Florida Gov. Rick Scott is facing heavy lobbying from both sides of the fast-track foreclosure bill that arrived on his desk this week.
Response in support of the plan, HB 87, narrowly outpaces those fighting the bill, which passed both chambers during the 2013 legislative session after years of debate and compromise.
Calls in favor of the legislation stood at 632 on Thursday, with opposition calls at 563.
Scott has until June 12 to take action on the bill, or he can allow it to become law without his signature. He’s been asked by homeowner advocates and Sen. Darren Soto, D-Orlando, to veto the legislation on grounds that it violates historic property rights laws and puts more onus on homeowners to prove why they shouldn’t lose their house.
“In the middle of the game this law would change the rules of current engagement of existing trials before judges,” said South Florida foreclosure defense attorney Roy Oppenheim, who opposes the bill. “This will only create more uncertainty and a host of new issues will ultimately arise.”

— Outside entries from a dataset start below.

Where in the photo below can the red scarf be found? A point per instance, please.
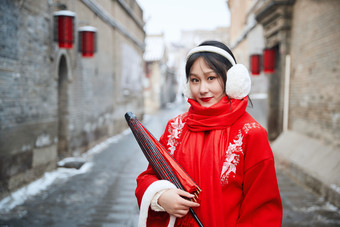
(202, 152)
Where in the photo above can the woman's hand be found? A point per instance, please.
(173, 202)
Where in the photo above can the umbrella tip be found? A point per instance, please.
(129, 116)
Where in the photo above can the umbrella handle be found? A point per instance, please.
(195, 217)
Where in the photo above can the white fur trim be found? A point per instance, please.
(154, 202)
(147, 198)
(238, 82)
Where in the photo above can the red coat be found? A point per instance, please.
(233, 165)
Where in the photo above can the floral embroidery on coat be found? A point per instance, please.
(232, 158)
(235, 150)
(175, 130)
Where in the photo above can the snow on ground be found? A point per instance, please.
(20, 196)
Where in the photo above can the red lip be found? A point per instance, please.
(206, 99)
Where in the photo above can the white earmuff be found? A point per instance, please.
(238, 79)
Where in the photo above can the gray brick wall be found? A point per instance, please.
(315, 78)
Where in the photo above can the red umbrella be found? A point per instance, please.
(162, 162)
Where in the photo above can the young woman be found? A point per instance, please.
(222, 148)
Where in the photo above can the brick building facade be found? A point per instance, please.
(303, 102)
(55, 103)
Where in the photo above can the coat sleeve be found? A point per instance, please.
(148, 184)
(261, 205)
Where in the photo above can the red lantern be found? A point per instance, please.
(255, 64)
(64, 28)
(87, 41)
(269, 61)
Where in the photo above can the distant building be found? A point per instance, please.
(60, 97)
(300, 40)
(160, 83)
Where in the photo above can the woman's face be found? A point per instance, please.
(206, 86)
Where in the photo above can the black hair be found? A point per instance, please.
(216, 62)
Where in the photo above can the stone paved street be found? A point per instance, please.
(104, 195)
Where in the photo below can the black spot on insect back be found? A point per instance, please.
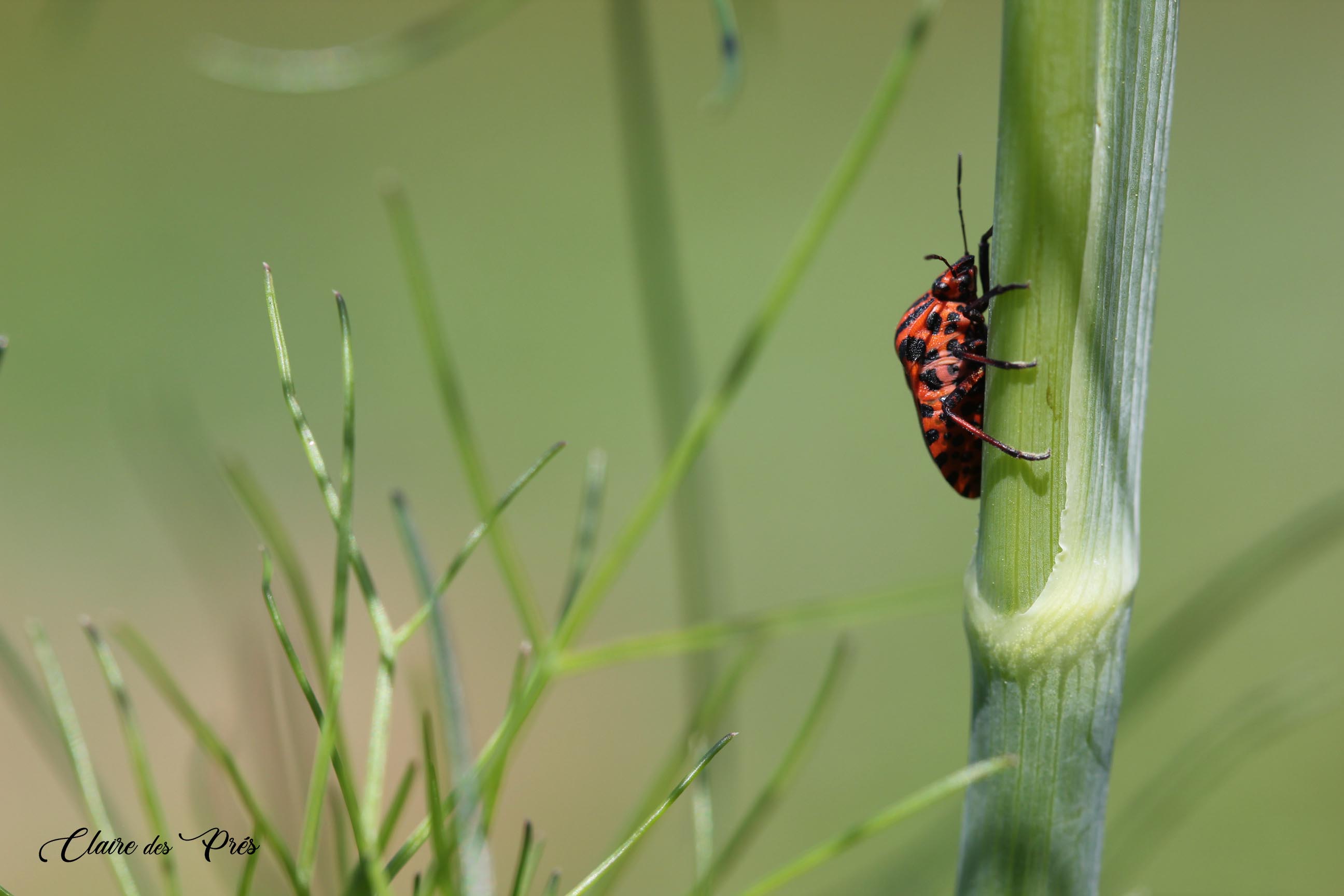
(913, 348)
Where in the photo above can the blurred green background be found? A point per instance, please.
(137, 201)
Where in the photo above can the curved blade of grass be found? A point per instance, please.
(784, 774)
(909, 806)
(528, 858)
(209, 742)
(77, 750)
(652, 820)
(711, 409)
(287, 645)
(27, 699)
(346, 783)
(585, 534)
(455, 405)
(1229, 595)
(730, 49)
(378, 614)
(135, 739)
(353, 65)
(830, 613)
(245, 880)
(396, 806)
(706, 713)
(439, 824)
(268, 524)
(484, 527)
(1257, 719)
(473, 851)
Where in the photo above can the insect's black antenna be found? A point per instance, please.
(960, 217)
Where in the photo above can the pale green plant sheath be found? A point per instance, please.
(77, 750)
(135, 738)
(1085, 117)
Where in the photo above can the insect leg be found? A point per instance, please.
(990, 362)
(984, 437)
(984, 260)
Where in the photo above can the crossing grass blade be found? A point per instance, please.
(585, 534)
(77, 749)
(439, 824)
(135, 738)
(332, 499)
(455, 403)
(528, 858)
(210, 742)
(713, 408)
(652, 820)
(473, 849)
(473, 539)
(900, 812)
(245, 880)
(265, 519)
(831, 613)
(784, 773)
(353, 65)
(396, 806)
(706, 713)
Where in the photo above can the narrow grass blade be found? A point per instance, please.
(643, 829)
(396, 806)
(706, 713)
(730, 50)
(850, 838)
(1229, 595)
(528, 858)
(334, 500)
(711, 409)
(455, 405)
(439, 824)
(1200, 766)
(784, 774)
(135, 739)
(245, 880)
(353, 65)
(484, 527)
(27, 699)
(287, 645)
(585, 534)
(831, 613)
(209, 742)
(267, 520)
(473, 849)
(77, 750)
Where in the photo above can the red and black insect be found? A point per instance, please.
(941, 344)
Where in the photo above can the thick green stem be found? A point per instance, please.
(1085, 117)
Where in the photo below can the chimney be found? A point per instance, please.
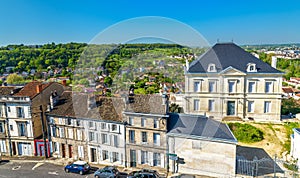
(64, 82)
(274, 62)
(39, 88)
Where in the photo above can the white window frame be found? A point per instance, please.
(253, 87)
(211, 105)
(267, 106)
(250, 106)
(196, 105)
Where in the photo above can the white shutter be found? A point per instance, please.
(162, 160)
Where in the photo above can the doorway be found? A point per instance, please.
(231, 108)
(132, 158)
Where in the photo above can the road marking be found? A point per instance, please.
(53, 173)
(16, 168)
(37, 165)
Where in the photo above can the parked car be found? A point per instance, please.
(107, 172)
(145, 173)
(80, 167)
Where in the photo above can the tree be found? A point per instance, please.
(14, 79)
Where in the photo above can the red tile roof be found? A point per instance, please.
(30, 89)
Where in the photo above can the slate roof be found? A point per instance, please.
(30, 89)
(73, 104)
(6, 90)
(224, 55)
(148, 104)
(199, 126)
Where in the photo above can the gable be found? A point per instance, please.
(232, 71)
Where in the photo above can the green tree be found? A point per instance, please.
(14, 79)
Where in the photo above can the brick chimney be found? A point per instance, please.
(39, 88)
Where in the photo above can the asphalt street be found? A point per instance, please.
(35, 170)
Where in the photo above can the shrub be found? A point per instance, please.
(246, 133)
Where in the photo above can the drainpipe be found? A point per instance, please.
(8, 130)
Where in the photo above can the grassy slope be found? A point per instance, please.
(276, 138)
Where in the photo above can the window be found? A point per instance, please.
(251, 87)
(62, 132)
(196, 105)
(22, 129)
(69, 121)
(156, 139)
(131, 120)
(156, 159)
(115, 156)
(103, 126)
(250, 106)
(197, 86)
(143, 122)
(144, 137)
(131, 136)
(211, 68)
(20, 112)
(231, 86)
(91, 124)
(70, 133)
(91, 136)
(268, 87)
(114, 127)
(104, 138)
(251, 67)
(267, 108)
(144, 157)
(196, 145)
(115, 140)
(1, 127)
(78, 123)
(156, 123)
(53, 131)
(211, 87)
(211, 105)
(79, 135)
(104, 154)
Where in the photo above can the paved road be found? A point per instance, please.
(35, 170)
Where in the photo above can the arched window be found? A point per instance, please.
(251, 67)
(211, 68)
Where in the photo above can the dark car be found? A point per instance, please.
(145, 173)
(107, 172)
(80, 167)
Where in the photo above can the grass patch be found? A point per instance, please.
(246, 133)
(289, 130)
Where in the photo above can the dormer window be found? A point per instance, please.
(211, 68)
(251, 67)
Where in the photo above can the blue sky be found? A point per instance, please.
(61, 21)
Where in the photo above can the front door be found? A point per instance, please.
(231, 108)
(132, 158)
(70, 151)
(93, 155)
(63, 150)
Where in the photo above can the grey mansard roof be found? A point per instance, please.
(225, 55)
(197, 126)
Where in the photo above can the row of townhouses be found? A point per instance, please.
(138, 131)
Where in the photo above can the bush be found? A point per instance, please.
(246, 133)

Proponents of the bill say it will streamline Florida’s meandering foreclosure process, making it easier to foreclose on abandoned and vacant homes while helping homeowners by reducing the amount of time a bank can pursue a borrower for unpaid debt from five years to one year.
Community association groups are especially in favor of the plan because it allows them as a secondary lien holder to ask for a fast-track foreclosure.
“Everyone I know in community associations supports this bill and the reason is that many of them are one or two assessments away form becoming foreclosure victims themselves,” said attorney Donna DiMaggio Berger, executive director of the Community Advocacy Network, in an interview earlier this month. “This helps them because they can force the banks’ foreclosure along by forcing a show cause order.”
This was the fourth consecutive year Florida lawmakers debated a fast-track foreclosure bill.
Oppenheim is a member of the group Florida Consumer Justice Advocates, which hired powerful lobbyist Ron Book to argue against the proposal.
Scott’s office said it is reviewing the legislation, and Oppenheim believes he’s not sold either way on the bill.
“I think this bill is completely in play in terms of the governor, and I think he will make a grave mistake about how many people will hold this against him if it becomes law,” Oppenheim said.